Pour une personne âgée couverte par une complémentaire « standard » (contrat responsable), le FPU et le FJH sont généralement pris en charge : la dépense additionnelle ne se traduit pas toujours par un paiement direct le jour J.[1]

Dans ce cas, le surcoût du scénario se situe plutôt du côté de l’assurance complémentaire :

  • 3,39 € sur un passage aux urgences (23 – 19,61)
  • 9 € sur 3 jours d’hospitalisation (69 – 60)
  • Soit 12,39 € au total pour ce seul scénario, absorbés par l’AMC… avant, potentiellement, d’être répercutés collectivement.

C’est précisément l’argument avancé par l’UNOCAM, qui avertit que cette décision « pèsera directement sur le pouvoir d'achat des ménages ».[2] Autrement dit : même si l’assuré ne paie pas davantage à la caisse, le financement peut réapparaître ailleurs.

Déclarations : usagers, complémentaires, gouvernement, chacun hausse le ton

Les représentants d’usagers (France Assos Santé, UNAF, FNATH) dénoncent des décisions jugées « non seulement brutales mais injustes », et une logique où « quand il faut faire des économies, ce sont les malades qui paient. Et doublement ».[4]

« Ces décisions, prises sans concertation, sont non seulement brutales mais injustes. (…) quand il faut faire des économies, ce sont les malades qui paient. Et doublement. »[4]
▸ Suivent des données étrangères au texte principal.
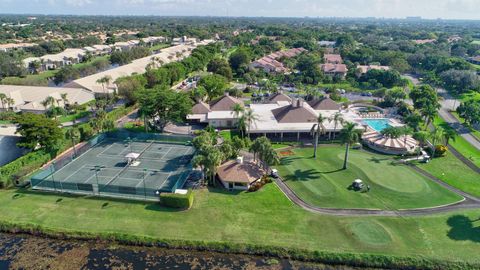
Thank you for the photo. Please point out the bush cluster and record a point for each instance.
(178, 201)
(260, 183)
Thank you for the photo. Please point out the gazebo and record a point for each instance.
(132, 158)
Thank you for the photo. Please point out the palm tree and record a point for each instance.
(10, 102)
(317, 129)
(422, 138)
(449, 134)
(49, 102)
(405, 131)
(64, 99)
(250, 118)
(337, 118)
(349, 135)
(3, 100)
(436, 135)
(237, 111)
(74, 135)
(105, 81)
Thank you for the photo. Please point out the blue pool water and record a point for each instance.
(377, 124)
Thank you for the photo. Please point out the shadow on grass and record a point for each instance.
(224, 191)
(463, 228)
(159, 208)
(304, 175)
(59, 198)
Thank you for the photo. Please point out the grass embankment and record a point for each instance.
(460, 144)
(265, 222)
(453, 172)
(323, 182)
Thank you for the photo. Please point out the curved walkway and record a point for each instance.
(469, 202)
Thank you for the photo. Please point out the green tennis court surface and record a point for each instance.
(103, 169)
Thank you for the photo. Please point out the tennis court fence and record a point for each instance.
(45, 180)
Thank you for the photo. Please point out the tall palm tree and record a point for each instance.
(405, 131)
(237, 111)
(3, 100)
(105, 81)
(337, 118)
(449, 134)
(250, 118)
(49, 102)
(317, 130)
(74, 135)
(436, 135)
(422, 138)
(10, 102)
(349, 135)
(64, 97)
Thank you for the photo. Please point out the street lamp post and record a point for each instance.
(97, 168)
(144, 185)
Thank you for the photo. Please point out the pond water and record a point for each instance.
(29, 252)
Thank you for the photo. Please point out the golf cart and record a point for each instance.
(358, 184)
(274, 173)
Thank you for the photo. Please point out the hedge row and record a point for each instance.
(325, 257)
(180, 201)
(19, 169)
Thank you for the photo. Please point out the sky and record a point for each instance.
(431, 9)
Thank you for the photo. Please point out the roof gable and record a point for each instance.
(225, 103)
(326, 104)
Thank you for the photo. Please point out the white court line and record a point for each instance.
(72, 174)
(110, 146)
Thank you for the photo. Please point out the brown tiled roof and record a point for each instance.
(201, 108)
(334, 68)
(325, 104)
(279, 97)
(245, 172)
(225, 103)
(295, 113)
(333, 58)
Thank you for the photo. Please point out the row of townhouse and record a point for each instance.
(75, 56)
(271, 63)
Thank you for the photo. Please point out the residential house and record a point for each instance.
(271, 63)
(333, 58)
(475, 60)
(218, 113)
(239, 174)
(327, 43)
(334, 69)
(12, 46)
(294, 120)
(366, 68)
(30, 98)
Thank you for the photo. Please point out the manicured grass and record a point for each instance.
(266, 217)
(452, 171)
(322, 182)
(461, 145)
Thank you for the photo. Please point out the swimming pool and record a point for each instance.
(377, 124)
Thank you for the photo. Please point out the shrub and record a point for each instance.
(179, 201)
(440, 150)
(18, 169)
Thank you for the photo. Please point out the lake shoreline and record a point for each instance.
(354, 260)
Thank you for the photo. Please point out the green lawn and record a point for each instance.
(266, 217)
(460, 144)
(452, 171)
(322, 182)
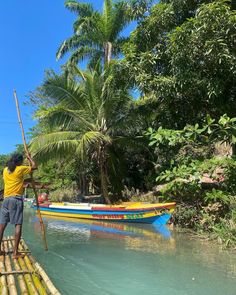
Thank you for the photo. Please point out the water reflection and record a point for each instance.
(138, 237)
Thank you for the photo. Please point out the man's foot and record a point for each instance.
(18, 255)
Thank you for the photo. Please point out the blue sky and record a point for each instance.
(30, 33)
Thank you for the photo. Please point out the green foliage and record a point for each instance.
(97, 35)
(183, 56)
(89, 121)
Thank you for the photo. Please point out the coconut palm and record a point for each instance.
(97, 35)
(87, 116)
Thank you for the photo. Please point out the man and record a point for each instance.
(12, 206)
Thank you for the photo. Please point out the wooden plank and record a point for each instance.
(24, 274)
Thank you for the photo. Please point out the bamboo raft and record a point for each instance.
(22, 275)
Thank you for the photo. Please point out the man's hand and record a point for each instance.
(32, 162)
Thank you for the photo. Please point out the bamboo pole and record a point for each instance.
(28, 279)
(3, 280)
(35, 277)
(38, 282)
(32, 179)
(20, 277)
(10, 278)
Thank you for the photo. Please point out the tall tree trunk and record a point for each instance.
(107, 52)
(104, 178)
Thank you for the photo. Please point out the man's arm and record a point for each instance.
(32, 162)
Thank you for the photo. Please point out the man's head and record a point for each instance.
(15, 160)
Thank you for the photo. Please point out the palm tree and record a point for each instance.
(87, 116)
(97, 35)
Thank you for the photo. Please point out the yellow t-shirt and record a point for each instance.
(13, 181)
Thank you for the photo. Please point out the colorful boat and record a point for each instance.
(159, 213)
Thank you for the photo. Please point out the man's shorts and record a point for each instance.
(12, 210)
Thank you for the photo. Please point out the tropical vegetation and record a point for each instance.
(153, 115)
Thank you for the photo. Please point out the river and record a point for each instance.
(115, 259)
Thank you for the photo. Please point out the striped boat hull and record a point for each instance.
(129, 212)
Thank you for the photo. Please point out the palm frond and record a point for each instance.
(82, 9)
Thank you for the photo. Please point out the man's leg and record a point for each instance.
(2, 228)
(18, 229)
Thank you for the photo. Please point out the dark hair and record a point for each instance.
(16, 160)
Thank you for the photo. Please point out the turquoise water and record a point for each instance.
(103, 258)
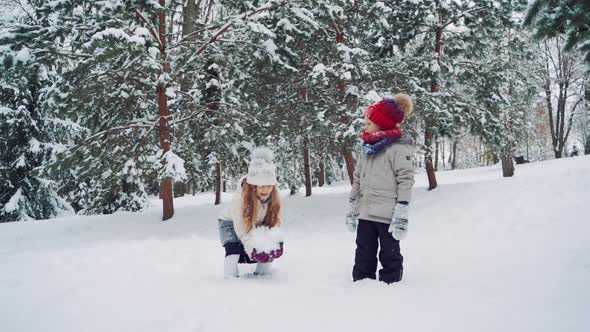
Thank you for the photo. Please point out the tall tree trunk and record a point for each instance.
(322, 175)
(165, 142)
(190, 15)
(443, 152)
(306, 167)
(454, 162)
(507, 162)
(349, 161)
(217, 181)
(346, 150)
(436, 148)
(428, 160)
(434, 87)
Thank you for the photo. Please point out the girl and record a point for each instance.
(381, 191)
(249, 225)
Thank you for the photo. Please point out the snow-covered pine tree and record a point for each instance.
(26, 138)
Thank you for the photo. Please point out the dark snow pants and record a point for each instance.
(231, 243)
(369, 235)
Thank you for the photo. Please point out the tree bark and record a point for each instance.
(454, 162)
(346, 151)
(507, 162)
(217, 181)
(306, 167)
(434, 87)
(442, 150)
(165, 141)
(428, 160)
(322, 175)
(436, 148)
(190, 15)
(349, 160)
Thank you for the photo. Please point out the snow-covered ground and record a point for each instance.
(483, 253)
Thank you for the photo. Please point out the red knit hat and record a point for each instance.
(388, 113)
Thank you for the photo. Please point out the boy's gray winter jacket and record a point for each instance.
(383, 179)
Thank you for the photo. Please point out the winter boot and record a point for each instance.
(262, 269)
(230, 266)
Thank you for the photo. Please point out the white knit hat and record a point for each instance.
(261, 171)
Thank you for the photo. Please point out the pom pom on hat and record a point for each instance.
(388, 113)
(262, 170)
(405, 103)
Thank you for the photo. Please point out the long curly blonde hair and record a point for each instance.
(250, 205)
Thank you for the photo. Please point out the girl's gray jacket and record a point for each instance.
(231, 225)
(381, 180)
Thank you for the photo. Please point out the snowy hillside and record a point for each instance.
(483, 253)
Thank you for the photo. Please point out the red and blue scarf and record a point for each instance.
(376, 142)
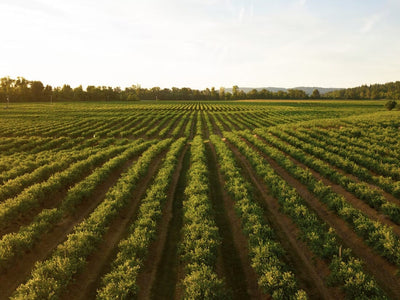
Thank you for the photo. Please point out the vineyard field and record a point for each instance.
(200, 200)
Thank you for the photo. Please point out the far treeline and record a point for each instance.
(22, 90)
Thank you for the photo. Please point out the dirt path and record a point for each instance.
(216, 129)
(204, 128)
(193, 125)
(383, 271)
(168, 268)
(310, 271)
(12, 277)
(147, 275)
(52, 200)
(234, 256)
(85, 284)
(350, 198)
Du côté des complémentaires, l’UNOCAM estime que le gouvernement a retenu un « cocktail » de mesures pour un montant de 530 M€ en année pleine, et prévient que l’effet « n’en amoindrit en rien l’impact » pour les assurés. L’organisation avertit : « ne nous méprenons pas : cette décision (…) pèsera directement sur le pouvoir d'achat des ménages », et touchera davantage « les personnes âgées et les malades chroniques ».[2]

« Toutefois, ne nous méprenons pas : cette décision (…) pèsera directement sur le pouvoir d'achat des ménages… »[2]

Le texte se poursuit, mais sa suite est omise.